The main campaign in Rise of the Dark Spark is set over 14 chapters and these are set in both the movie and Cybertron continuities. However there isn’t an equal split so be prepared to spend most of your time on Cybertron. To tell its story the game features a large cast of over 40 Autobots and Decepticons.
Beginning on Earth you take the role of new Autobot Drift who looks like a samurai in robot form. After meeting up with Optimus Prime and Bumblebee and fighting through waves of enemies you discover the Dark Spark. It’s basically the evil version of the creation matrix (known as the AllSpark in the movies). Sadly Lockdown gets to it first and he uses its power to escape with it.
The action then shifts to Cybertron and the Decepticons where you take control of Soundwave. He’s on a mission for Megatron and is accompanied by Shockwave and Starscream. The narrative continues to jump around for the rest of the game with no real focus on any one character. It’s a bit of a mess which is further let down by the uninteresting story.
The game is played from a third-person perspective and mainly consists of moving to the next waypoint whilst fighting through swarms of Insecticons or waves of cloned bots. The gameplay gets repetitive quickly as you move from room to room and take out more waves of enemies. Progressing to the next section normally means hunting down every enemy in your current location. There’s very little freedom in how to tackle each situation resulting in a very linear game.
To try and keep things interesting you can transform from robot to vehicle which is usually a car or jet. Doing so doesn’t really change much and there is very little reason or benefit from doing so. The cars handle strangely and the jets feel very restrictive due to the small areas. Combat is very simplistic and repetitive with little strategy other than dodge and shoot. There is a nice variety of weapons on offer though from standard guns to more exotic choices.

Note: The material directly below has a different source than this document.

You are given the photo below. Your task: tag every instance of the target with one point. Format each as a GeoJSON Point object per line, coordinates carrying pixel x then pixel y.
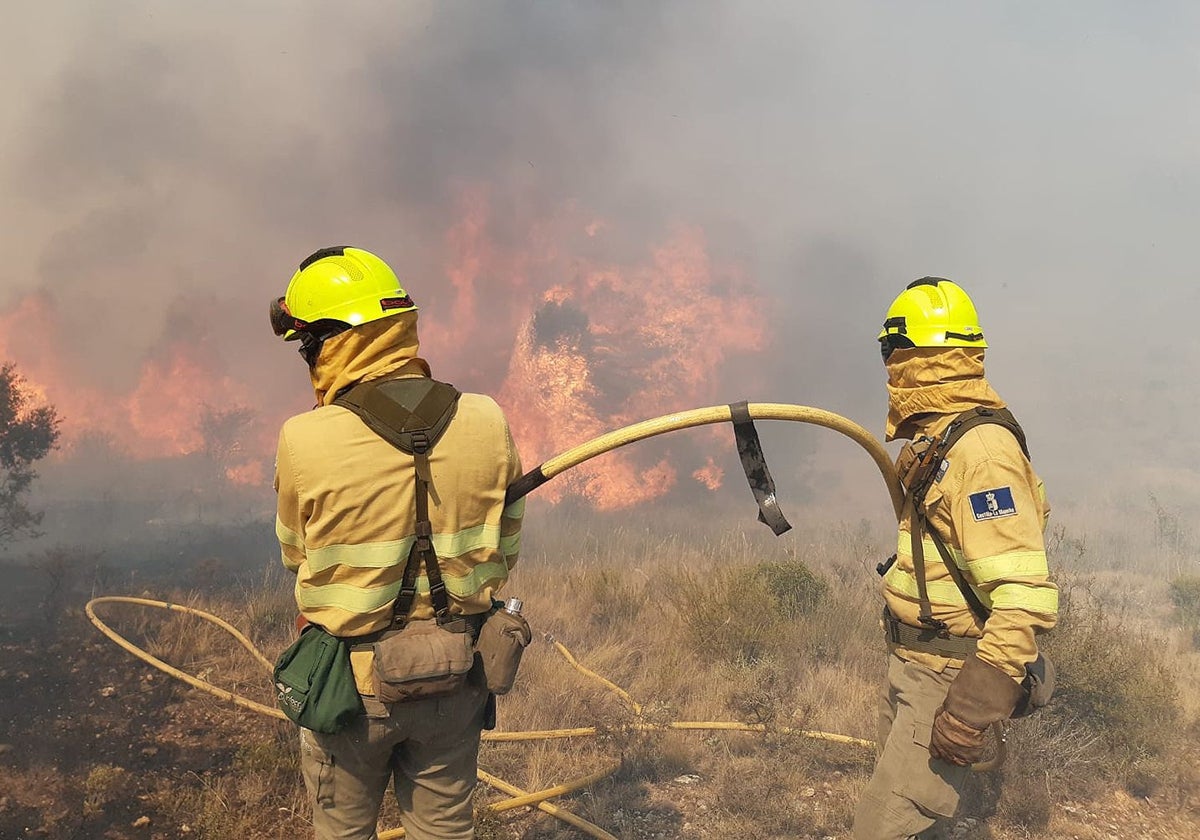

Frustratingly the robots never feel as tough as you’d expect. It’s all too common to die in seconds and have to repeat a section multiple times before you can progress. There’s no way Optimus Prime should die so easily. Transformers also frequently get stuck on small objects instead of just stomping on them like you’d expect.
As you play and complete challenges you can level up your characters. Completing challenges such as killing a certain number of enemies or taking them out in a certain way earns you Gear Boxes. These are jam-packed with all manner of upgrades and items but frustratingly you need to go to the pause menu each time you want to open one. The contain single use power-ups, extra characters for multiplayer and hacks to make the game more difficult like the skulls do in Halo.
The strongest feature of the game is the voice-acting. There’s Gregg Berger (Grimlock and Lockdown), Troy Baker (Jazz, Jetfire and Kickback), Nolan North (Bruticus and Cliffjumper), Fred Tatasciore (Megatron) and Optimus Prime himself – Peter Cullen. Having such a good voice cast really helps the game and there are some great performances here.
Graphically the game looks nicest on Xbox One, PS4 and PC. On these platforms the action is smoother with some nicer textures and more detailed Transformers. On the other platforms expect lower resolution textures, slowdown and pop-in as some assets load.
In addition to the single player campaign the game also features an online wave-based co-operative multiplayer component (as long as you’re not playing on Wii U). This mode is called Escalation and allows you to team up with up to three friends against waves of enemies. There are a small selection of maps to choose from with 15 progressively difficult waves to overcome.
The multiplayer is a little more entertaining that the single player campaign but we don’t feel there is enough to hold your interest for long. So many other games do this kind of multiplayer better along with many more features. Most strange is that there is no co-op campaign mode or competitive multiplayer to let you pit Autobots vs Decepticons with your friends.
Overall Transformers: Rise of the Dark Spark is a much weaker game than those created by High Moon Studios. It attempts an interesting setup in an effort to appeal to the widest range of Transformers fans. Sadly the story is confusing and the gameplay is lacking. Transformers fans will still want to check it out but sadly we feel most will find themselves disappointed.